In Lübeck ist zwar erst am 31. März 1827 durch Senats-Regulativ eine Prüfung der Steuerleute eingeführt worden; man verlangte aber vom Schiffer schon viel, viel früher, daß er gut Zeugnis und Beweis auflege, von seinen vorigen (Geschäfts-) Freunden, denen er gedienet, mit ihrem Wissen und guten Willen, nach gethaner, ehrbarer richtiger Rechnung abgeschieden sei.“ Der Reeder hat Macht, ihn zu beurlauben und abzusetzen, ,,wenn er sich nicht dergestalt erzeiget, daß sie ihn behalten möchten,“ doch müssen sie dann sein etwaiges Schiffspart übernehmen. Der Kaufmann wird auch ermahnt, ,,bei erster Abrechnung richtige, klare und deutliche Abred, Geding und Vergleichung mit ihm zu machen.“ um künftigen Streitigkeiten nach Möglichkeit vorzubeugen.

„Dagegen soll ein jeglicher Schiffer des Kompaß, der See undd Fahrwasser kundig sein, und das Schiff zu führen, laden und lossen, das Volk anzuführen und zu regieren wissen.“ Alle alten Gesetze nennen den Führer des Schiffes: ,,Schiffer“, erst die Seemannsordnung von 1902 legt ihm amtlich auch die Bezeichnung „Kapitän“ bei. — „Gäbe sich jemand dafür aus und könnte nicht bestehen, der soll nach Befind und Ermessigung gestraft werden. Er soll sich mit erfahrenen Steuerleuten und anderen tüchtigen Schiffsvolk versehen, darf sein Schiff weder zu wenig, noch zu viel, in der Kajüte und Ueberlauff — was wir heute Deck nennen — gar nicht beladen, sondern so, daß es weder seiner Rankigkeit halben periclitiere, noch der Ueberladung wegen der Güter Werffung vonnöten sei!“

Noch heute ist ja der Streit wegen der Tiefladelinie und der Decklast nicht entschieden; die Seeberufsgenossenschaft ist allerdings auf dem besten Wege, ihn zu endigen und hat soeben Vorschriften darüber erlassen.

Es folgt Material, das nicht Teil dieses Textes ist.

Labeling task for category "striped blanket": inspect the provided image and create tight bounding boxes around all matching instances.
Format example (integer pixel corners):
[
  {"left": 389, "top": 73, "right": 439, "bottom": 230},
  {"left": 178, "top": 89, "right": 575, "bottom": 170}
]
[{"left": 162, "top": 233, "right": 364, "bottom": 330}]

Der Schiffer darf des Nachts nicht vom Schiffe wegbleiben, soll sich „alles weitläufftigen Handelns, dadurch er an Wartung seines Amptes verhindert werden möchte, gänzlich entschlagen.“

Begab sich ’s aber, „daß ihm ein Freybeuter an Bord käme, und der Schiffer wollte nicht fechten, soll selbiger nach der Zeit einig Schiff zu führen nicht geglaubt, sondern seiner Ehren entsetzt sein, und für keinen redlichen Mann mehr gehalten, noch in einiger Hansestadt mehr geleidet, noch gelitten werden!“

Er komme, wenn er in Lübeck oder Hamburg anwesend, regelmäßig zur Morgensprake, zum Gottesdienste des Sonntags, ,,ofte he ne hebbe Orlof van dem äldermanne.“

In Dänemark fühlte sich der Gesetzgeber bewogen: „uht besonderlicker Thonegunge eine gude Verordnung tho maken darup, dat de ein mit de annern desto beter weten möge, sick in seine Bestellinge, Schip und Schepeshandel anlangende, recht tho holdende“ — da es zu den Ohren des Gesetzgebers gedrungen, „dewiele veele unerfahrne Schipper gefunden werden, de sick befrachten laten, und doch nicht weeten rechte middel. Wyse und mate, vor tho wendende tho ehrer Uhtreder Nutzbaden und vordehl, ock nicht, wo se sick holden schöln jegen dem Volke binnen schepesbort — desglieken, det der veele unbekandte Stuer-Lüede hier int Rieke gekamen vor grot Lohn und Hüer. Jedoch ein part van ehnen, in dem Ampte, der se sick vor uhtgeven, sehr unverständig und unwethende sind, und: nademe alle deren, so binnen Schepes Borte sint, meiste und gröste troste, negst den Allmächtigen Gade, up den Stüerlüeden steit, so se im Storme van aller Gefahr, Lives, Schepes und Gutes redden schölen, is it neue ringe (geringe) sacke, sodan Befehl over sich tho nehmende. . .“

Also auch schon zu jener Zeit machte sich die Unfähigkeit breit und nahm anderen, guten Leuten die Stellen fort!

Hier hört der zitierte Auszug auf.